Forum Discussion
Deb_Allen_18
Apr 17, 2008Historic F5 Account
The original poster most likely resolved the issue by following the cookie persistence recommendation -- it's pretty reliable if your clients use cookies.
One approach we've recommended in the past is to set Simple/Source Address persistence with a 16 bit mask, which will cause all connections from any AOL proxy to clump together on the same persistence record. The downside there is that clumping to a single server can be quite dramatic if you have a high percentage of AOL users, and other (non-AOL) connections will clump together separately in the same manner.
As of LTM 9.0, we've added special support for AOL persistence intended to avoid the unnecessary clumping of non-AOL clients. To implement that configuration, follow the simple guidance of AskF5 SOL7004: Using Source Address Affinity for AOL persistence connections (Click here) and be sure to set a performance LB method such as Fastest or Least Connections to divert other traffic away from servers to which many connections are clumped.

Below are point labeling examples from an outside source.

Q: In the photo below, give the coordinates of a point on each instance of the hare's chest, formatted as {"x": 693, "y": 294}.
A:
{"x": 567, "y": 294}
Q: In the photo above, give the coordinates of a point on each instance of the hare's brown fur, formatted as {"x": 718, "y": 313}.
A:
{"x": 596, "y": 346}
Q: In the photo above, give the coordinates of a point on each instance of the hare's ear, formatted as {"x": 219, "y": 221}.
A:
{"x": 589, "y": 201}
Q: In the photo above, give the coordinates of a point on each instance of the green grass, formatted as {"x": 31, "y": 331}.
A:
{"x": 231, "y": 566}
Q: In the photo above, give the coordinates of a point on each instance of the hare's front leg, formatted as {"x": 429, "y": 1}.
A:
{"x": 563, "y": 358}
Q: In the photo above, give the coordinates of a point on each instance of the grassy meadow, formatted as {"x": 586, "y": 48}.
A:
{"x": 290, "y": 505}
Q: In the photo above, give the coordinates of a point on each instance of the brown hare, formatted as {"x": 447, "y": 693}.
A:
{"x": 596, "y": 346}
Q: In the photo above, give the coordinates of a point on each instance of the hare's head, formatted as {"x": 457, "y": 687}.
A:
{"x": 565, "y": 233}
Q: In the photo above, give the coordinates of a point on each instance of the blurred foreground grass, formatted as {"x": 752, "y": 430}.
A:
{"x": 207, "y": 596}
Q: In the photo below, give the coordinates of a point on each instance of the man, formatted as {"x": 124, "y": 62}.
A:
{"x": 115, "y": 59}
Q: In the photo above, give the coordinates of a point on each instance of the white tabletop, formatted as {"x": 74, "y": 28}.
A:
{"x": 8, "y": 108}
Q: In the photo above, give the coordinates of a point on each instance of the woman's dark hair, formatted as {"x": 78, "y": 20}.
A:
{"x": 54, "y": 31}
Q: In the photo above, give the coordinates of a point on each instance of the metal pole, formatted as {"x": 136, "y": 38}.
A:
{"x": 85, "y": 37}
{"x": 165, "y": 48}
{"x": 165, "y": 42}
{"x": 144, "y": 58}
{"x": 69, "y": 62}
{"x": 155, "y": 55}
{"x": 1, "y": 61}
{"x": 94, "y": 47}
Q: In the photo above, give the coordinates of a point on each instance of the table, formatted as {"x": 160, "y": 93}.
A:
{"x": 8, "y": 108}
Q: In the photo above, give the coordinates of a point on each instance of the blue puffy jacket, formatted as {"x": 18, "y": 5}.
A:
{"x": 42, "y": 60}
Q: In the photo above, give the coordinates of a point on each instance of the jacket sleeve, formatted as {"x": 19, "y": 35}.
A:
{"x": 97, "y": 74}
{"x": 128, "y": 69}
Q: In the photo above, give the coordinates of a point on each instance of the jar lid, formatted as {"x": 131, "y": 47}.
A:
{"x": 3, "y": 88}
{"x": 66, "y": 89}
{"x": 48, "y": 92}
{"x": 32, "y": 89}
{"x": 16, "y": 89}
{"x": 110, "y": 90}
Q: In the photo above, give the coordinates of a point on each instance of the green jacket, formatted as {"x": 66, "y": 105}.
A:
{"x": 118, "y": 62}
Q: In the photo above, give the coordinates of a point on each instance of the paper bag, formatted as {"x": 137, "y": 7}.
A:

If you have had difficulty with application timeouts using all of the proven persistence methods you mention, I'd suspect something other than the load balancer ignoring persistence tokens. I see you've looked into the possibility that your monitors are marking pool members down, which is a good start. If you really suspect LTM is the culprit, you'll need to correlate what the server logs with what LTM logs and what is seen in a packet trace or clientside transaction trace to figure out what's really going on. I would open a case with F5 Support once you have some evidence about LTMs misbehaviour, and/or and they can help guide you through that process of collecting & analyzing the information to determine the cause of the session timeouts.